By reading the documentation I understand that the InputStream pos
is not global and is relative the the fragment the parser is parsing (Lezer Reference Manual). Is this correct?
Is it possible to obtain the global position (relative to the complete input) to avoid having to work with this interface?
Why do you want the global position? The amount of things you can do in a tokenizer without breaking incremental re-parsing is rather limited, and the input stream abstraction tries to prevent you from going wrong there.
I was wondering because we have a complex tokenizer that we would not want to modify it much. It uses pure javascript strings as input and this new interface changes things.
Also we make use of the input.substring(start)
(copy all the input starting at start
) which is not efficient but is part of our current tokenizer. We would prerfer using pure strings instead of the interface (the InputStream will force us to do a while
loop with String.fromCharCode()
).
InputStream.pos
does refer to a global position in the whole input. It sounds like the docs you linked explicitly mention this.

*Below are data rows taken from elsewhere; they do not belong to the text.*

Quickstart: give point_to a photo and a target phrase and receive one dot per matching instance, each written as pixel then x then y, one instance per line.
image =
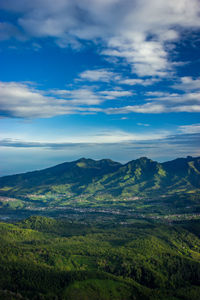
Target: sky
pixel 114 79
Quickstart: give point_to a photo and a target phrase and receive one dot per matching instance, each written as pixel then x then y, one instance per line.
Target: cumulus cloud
pixel 138 32
pixel 193 128
pixel 187 83
pixel 98 75
pixel 22 100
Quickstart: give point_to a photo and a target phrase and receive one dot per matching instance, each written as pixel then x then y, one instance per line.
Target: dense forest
pixel 46 258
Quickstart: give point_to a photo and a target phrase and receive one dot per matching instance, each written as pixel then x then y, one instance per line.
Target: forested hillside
pixel 44 258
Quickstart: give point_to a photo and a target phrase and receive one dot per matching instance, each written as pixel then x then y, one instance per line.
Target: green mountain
pixel 47 259
pixel 108 179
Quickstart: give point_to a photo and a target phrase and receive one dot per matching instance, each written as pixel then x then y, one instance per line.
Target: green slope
pixel 113 262
pixel 106 178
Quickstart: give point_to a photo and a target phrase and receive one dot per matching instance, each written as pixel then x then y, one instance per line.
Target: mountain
pixel 106 178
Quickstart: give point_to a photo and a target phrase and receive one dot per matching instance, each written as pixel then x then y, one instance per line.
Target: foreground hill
pixel 107 179
pixel 43 258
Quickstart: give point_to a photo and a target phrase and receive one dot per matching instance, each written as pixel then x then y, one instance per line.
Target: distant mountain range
pixel 107 179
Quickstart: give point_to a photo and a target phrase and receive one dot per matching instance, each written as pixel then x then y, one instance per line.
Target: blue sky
pixel 99 79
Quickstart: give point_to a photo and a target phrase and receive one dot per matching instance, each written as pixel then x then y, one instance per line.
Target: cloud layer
pixel 140 32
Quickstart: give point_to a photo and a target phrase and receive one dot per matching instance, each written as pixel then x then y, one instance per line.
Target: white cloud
pixel 22 100
pixel 154 108
pixel 137 81
pixel 187 84
pixel 115 94
pixel 98 75
pixel 138 31
pixel 190 129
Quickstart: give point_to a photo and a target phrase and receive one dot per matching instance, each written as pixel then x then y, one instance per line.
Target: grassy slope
pixel 46 258
pixel 106 178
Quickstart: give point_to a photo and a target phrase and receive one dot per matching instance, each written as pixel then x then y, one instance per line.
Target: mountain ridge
pixel 84 176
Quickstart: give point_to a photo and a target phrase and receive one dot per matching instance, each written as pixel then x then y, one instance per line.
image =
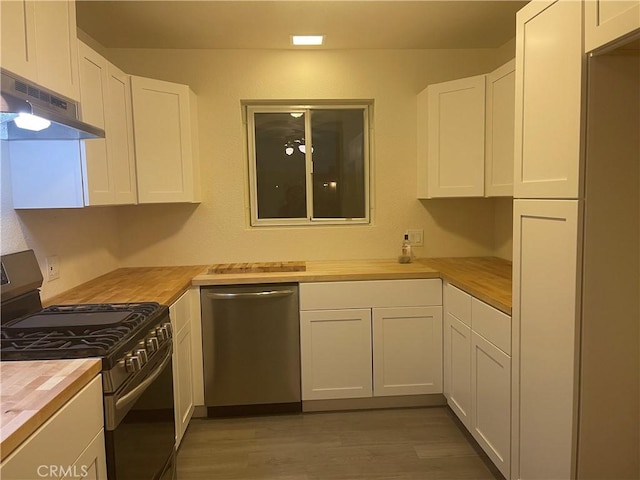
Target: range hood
pixel 21 99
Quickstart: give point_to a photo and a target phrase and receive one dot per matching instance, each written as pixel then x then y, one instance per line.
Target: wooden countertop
pixel 136 284
pixel 324 271
pixel 32 391
pixel 486 278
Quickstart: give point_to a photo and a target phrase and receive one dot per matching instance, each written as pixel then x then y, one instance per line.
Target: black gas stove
pixel 134 343
pixel 110 331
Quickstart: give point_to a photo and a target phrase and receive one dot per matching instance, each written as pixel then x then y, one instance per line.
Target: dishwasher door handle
pixel 250 295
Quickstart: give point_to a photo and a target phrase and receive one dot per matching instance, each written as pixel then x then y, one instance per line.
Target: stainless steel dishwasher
pixel 251 347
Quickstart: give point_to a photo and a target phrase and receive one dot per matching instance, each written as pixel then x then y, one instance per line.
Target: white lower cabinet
pixel 491 401
pixel 183 312
pixel 80 454
pixel 336 354
pixel 371 338
pixel 477 372
pixel 407 350
pixel 457 368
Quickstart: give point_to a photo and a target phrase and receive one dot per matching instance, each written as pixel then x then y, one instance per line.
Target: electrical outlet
pixel 416 237
pixel 53 267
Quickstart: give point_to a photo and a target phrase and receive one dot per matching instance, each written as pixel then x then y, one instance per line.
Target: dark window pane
pixel 280 166
pixel 338 163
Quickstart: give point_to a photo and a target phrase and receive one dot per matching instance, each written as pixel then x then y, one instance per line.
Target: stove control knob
pixel 152 344
pixel 141 353
pixel 161 333
pixel 166 330
pixel 132 363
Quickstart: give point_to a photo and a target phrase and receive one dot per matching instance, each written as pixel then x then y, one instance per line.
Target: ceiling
pixel 267 24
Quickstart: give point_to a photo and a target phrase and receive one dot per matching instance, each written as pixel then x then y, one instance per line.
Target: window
pixel 308 164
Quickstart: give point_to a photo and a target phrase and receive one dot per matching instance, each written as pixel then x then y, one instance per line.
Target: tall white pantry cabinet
pixel 576 268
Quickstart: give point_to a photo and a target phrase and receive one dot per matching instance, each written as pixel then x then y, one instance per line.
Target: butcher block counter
pixel 136 284
pixel 32 391
pixel 486 278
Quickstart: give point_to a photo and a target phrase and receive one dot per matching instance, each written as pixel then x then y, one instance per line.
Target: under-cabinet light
pixel 307 39
pixel 31 122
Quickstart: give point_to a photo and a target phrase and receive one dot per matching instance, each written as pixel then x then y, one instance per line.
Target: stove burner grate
pixel 93 329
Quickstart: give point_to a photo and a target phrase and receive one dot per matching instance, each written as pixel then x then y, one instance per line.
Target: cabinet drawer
pixel 457 303
pixel 370 294
pixel 492 324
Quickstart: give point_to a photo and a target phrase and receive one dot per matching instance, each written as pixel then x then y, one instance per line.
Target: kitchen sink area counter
pixel 32 391
pixel 325 271
pixel 486 278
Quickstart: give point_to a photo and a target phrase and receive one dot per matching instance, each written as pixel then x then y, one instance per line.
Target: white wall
pixel 217 231
pixel 93 241
pixel 85 240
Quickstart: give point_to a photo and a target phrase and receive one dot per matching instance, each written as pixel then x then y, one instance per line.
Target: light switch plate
pixel 416 237
pixel 53 267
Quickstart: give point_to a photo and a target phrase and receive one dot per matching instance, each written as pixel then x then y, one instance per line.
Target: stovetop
pixel 78 331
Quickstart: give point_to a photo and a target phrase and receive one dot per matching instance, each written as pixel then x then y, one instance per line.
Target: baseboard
pixel 404 401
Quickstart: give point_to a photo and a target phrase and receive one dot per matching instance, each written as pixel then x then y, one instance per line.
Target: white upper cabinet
pixel 465 136
pixel 549 97
pixel 607 21
pixel 109 168
pixel 120 140
pixel 500 117
pixel 39 43
pixel 455 133
pixel 166 143
pixel 18 38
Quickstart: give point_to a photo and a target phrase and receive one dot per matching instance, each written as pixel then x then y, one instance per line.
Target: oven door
pixel 140 425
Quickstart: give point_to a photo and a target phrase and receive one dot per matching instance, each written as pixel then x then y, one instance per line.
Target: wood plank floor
pixel 397 444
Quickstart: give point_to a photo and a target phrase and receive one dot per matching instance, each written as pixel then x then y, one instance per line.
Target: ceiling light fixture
pixel 306 40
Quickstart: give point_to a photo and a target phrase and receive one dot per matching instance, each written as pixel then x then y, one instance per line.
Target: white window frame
pixel 254 107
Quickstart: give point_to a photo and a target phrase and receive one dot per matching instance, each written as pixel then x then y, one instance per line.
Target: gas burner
pixel 76 331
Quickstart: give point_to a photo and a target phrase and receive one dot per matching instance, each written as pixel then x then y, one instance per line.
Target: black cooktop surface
pixel 79 331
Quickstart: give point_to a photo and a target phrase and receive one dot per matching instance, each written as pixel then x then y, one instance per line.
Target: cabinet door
pixel 120 146
pixel 455 156
pixel 335 349
pixel 184 385
pixel 545 337
pixel 500 110
pixel 165 157
pixel 490 400
pixel 457 367
pixel 97 172
pixel 92 463
pixel 407 351
pixel 57 47
pixel 181 313
pixel 549 99
pixel 18 38
pixel 607 21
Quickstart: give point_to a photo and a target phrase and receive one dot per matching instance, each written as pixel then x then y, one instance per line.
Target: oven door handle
pixel 125 400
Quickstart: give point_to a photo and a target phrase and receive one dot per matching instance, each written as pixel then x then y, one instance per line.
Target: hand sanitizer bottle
pixel 406 255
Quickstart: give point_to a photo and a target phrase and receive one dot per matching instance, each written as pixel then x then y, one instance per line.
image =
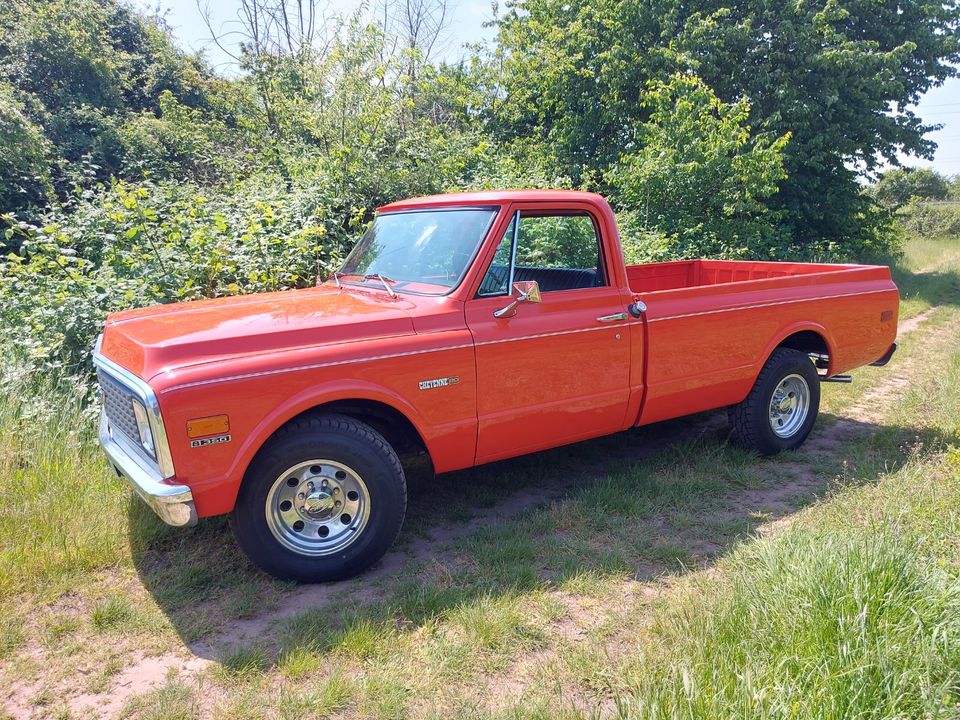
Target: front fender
pixel 311 398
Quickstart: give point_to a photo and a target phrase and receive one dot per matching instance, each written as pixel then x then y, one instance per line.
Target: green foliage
pixel 80 69
pixel 133 174
pixel 695 175
pixel 928 220
pixel 827 75
pixel 24 174
pixel 896 187
pixel 133 245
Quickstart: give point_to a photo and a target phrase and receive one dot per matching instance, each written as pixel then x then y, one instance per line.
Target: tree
pixel 77 69
pixel 695 174
pixel 837 77
pixel 896 187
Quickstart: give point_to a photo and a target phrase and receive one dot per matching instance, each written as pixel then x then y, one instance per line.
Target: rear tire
pixel 324 499
pixel 782 407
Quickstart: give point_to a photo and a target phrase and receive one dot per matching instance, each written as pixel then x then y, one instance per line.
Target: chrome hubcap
pixel 789 405
pixel 318 507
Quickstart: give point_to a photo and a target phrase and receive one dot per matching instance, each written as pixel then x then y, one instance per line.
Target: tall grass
pixel 63 512
pixel 854 612
pixel 816 625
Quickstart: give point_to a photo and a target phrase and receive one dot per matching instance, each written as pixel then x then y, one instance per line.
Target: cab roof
pixel 493 198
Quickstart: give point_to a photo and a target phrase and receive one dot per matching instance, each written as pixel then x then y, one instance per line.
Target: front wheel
pixel 782 407
pixel 323 500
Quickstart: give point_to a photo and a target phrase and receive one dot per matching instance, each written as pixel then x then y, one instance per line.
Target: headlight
pixel 143 427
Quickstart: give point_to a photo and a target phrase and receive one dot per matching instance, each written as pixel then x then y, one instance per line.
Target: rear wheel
pixel 323 500
pixel 782 407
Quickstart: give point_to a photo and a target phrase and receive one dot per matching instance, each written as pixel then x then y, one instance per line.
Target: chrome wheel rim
pixel 789 405
pixel 318 507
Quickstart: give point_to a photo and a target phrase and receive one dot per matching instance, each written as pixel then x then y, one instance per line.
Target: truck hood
pixel 162 338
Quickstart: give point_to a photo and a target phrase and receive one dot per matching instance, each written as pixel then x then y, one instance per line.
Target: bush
pixel 920 218
pixel 24 174
pixel 896 187
pixel 132 245
pixel 697 177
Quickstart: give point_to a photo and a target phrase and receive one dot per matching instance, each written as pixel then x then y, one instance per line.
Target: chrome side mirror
pixel 526 291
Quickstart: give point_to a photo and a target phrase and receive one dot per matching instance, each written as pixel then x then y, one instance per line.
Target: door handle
pixel 616 317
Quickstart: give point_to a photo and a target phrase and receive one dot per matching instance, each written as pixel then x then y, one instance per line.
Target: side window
pixel 560 252
pixel 498 275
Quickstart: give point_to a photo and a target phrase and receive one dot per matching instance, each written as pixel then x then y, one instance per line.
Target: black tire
pixel 337 438
pixel 751 420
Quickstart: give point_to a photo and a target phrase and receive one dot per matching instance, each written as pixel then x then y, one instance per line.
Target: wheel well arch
pixel 813 342
pixel 397 429
pixel 808 341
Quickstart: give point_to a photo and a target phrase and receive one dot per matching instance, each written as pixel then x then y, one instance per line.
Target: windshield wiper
pixel 384 279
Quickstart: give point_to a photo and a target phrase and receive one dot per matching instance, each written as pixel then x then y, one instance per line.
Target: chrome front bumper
pixel 173 503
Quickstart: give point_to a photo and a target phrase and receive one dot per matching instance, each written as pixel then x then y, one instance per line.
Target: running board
pixel 886 356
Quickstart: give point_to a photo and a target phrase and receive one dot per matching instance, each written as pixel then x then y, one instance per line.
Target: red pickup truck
pixel 472 327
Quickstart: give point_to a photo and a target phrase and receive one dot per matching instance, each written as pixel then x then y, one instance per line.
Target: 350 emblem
pixel 210 441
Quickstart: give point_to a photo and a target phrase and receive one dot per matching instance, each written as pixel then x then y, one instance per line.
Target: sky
pixel 939 106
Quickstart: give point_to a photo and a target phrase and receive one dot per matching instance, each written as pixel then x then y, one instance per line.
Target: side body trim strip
pixel 373 358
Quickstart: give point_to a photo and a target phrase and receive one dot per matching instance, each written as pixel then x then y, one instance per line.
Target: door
pixel 556 371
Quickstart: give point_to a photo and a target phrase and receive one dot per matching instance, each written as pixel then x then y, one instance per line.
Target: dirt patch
pixel 773 504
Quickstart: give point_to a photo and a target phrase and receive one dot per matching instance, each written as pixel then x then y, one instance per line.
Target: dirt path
pixel 144 673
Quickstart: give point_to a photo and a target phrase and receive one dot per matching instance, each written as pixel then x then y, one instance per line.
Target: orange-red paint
pixel 549 375
pixel 215 425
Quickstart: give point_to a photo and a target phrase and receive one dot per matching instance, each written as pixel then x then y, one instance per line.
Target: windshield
pixel 425 252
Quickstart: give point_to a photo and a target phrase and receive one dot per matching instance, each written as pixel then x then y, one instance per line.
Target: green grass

Hello Marijn, would you explain why InputStream
interface includes pos
at all? What would be a possible use for that, given that we do not have the original input, and the only means to get anything from the input is to use peek
and advance
?
thanks
konstantin
The XML mode uses it as a cache key to avoid re-reading tag names, and some other external tokenizers use it to check whether they’ve moved the input stream, but indeed, it’s not super useful.